You now have a service oriented architecture where people feel (and are) responsible for. New features won’t be accepted if they impact one of these services in a negative way. Bugs will be hunt, performance will be on top of mind. A project manager will have to talk with Product Owners to be able to integrate new functionality into their systems. A natural guard has been created.

Dev and Ops

If you create it, and you are responsible, you should run it. If you can’t run it yourself, you can’t be held fully responsible.

You should prevent a blame culture at all time. If someone can be blamed (rightfully or not), it will set a negative context. It poisons the atmosphere. It’s a constant excuse to underperform. And it might not be evident, but some take real comfort in this situation, it gives them power and personal validation to be able to be the hero when trouble arises. Therefore they might not be inclined to actually solve the problem at hand.

If you want to be the best, you should be in control. So if you need to roll an update now, nobody should be between you and the deployment. If you temporarily need more resources, you should be able to pull them. Of course you need to operate within boundaries, but for the simple stuff you should be empowered to ‘do it yourself’. And when something breaks, you should be held responsible. Only then you have the speed (agility) to improve continuously. Someone else cannot be held accountable for the software you wrote. And even more relevant, you won’t release bad code because it’s your head that rolls when it goes wrong.

DevOps doesn’t mean you do everything yourself though. But Ops becomes facilitating rather than steering. Steering Ops makes a lot of sense as long as your landscape primarily revolves around external applications, but when you build your own application it becomes an major blocker unless you can make the transition to facilitating the teams.
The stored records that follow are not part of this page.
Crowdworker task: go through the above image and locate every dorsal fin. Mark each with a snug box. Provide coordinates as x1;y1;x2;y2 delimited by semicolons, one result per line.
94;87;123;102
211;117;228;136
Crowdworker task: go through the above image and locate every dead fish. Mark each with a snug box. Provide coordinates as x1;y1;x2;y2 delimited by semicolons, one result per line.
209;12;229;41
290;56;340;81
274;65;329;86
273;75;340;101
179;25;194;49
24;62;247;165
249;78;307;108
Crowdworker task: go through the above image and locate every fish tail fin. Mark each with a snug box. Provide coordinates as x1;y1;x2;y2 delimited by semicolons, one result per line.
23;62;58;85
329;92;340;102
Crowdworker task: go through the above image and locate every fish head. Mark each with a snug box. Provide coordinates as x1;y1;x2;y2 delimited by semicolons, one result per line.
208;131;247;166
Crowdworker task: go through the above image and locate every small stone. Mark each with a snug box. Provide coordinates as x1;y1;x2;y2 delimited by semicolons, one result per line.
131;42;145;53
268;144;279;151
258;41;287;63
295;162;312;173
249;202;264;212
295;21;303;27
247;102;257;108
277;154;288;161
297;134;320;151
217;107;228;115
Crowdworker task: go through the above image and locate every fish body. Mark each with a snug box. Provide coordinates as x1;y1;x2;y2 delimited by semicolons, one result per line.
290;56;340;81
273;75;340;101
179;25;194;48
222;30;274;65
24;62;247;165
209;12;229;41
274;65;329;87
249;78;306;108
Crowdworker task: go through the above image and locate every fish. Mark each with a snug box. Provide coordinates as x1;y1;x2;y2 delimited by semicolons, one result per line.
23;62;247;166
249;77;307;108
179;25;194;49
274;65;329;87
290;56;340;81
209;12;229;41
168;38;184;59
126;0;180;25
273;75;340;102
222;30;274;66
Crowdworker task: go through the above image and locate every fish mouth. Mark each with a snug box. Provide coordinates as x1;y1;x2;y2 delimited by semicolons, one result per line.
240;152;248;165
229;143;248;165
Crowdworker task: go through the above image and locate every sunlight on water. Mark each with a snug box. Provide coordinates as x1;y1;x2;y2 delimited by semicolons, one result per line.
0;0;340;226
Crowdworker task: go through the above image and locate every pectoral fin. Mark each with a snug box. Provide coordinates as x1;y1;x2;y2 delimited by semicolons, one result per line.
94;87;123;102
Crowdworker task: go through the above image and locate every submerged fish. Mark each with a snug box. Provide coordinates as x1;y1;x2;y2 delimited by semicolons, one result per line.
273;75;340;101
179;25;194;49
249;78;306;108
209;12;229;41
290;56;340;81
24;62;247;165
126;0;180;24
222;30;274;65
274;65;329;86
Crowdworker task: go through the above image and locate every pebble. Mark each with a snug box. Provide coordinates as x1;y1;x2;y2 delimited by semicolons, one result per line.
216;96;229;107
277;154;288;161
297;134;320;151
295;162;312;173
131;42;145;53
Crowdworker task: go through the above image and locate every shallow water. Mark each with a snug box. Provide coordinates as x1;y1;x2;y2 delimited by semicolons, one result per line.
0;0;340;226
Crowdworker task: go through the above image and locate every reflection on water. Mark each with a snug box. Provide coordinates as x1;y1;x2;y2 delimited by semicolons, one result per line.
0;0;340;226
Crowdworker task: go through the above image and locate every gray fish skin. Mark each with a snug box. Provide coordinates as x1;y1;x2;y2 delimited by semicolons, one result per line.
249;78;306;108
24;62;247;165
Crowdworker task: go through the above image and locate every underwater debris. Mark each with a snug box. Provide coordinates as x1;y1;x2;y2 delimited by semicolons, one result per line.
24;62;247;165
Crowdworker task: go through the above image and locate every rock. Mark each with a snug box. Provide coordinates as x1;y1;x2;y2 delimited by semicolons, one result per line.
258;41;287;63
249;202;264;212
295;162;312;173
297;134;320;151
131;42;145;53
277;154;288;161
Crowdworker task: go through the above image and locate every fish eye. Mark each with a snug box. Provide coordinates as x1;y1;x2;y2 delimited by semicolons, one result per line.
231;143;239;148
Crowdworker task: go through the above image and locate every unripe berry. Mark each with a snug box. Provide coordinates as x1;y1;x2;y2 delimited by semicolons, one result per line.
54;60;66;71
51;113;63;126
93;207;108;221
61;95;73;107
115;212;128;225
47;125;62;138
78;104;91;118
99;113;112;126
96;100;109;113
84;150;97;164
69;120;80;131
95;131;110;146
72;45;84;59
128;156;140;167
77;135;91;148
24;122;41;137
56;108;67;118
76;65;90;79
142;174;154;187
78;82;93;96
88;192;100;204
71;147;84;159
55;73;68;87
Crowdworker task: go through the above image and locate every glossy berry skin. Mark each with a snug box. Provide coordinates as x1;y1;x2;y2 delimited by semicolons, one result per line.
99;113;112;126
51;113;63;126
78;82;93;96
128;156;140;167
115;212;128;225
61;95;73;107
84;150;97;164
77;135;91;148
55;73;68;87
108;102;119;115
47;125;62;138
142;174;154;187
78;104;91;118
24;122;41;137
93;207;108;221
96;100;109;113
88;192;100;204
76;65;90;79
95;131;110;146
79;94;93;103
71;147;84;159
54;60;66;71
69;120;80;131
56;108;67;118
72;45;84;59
The good thing is that you, like no other, know how to prevent these problems. Becoming DevOps means, taking care of Quality Assurance within the designs of your code and deployment as well.

Conclusion

Whenever you find yourself lost in a transition due to scaling up rapidly, know that you just haven’t reached the operational optimum yet, and the turmoil you experience is needed to get to the next stage of maturity. Conway’s law is not a law because it has to be followed. It became a law because it’s a cascade of logical steps that will happen when you are in a certain situation.

If you can identify yourself with one of the steps in the document, find peace in that eventually your situation (with the willingness of all involved) will resolve to a well oiled machine. Transitions just take some time.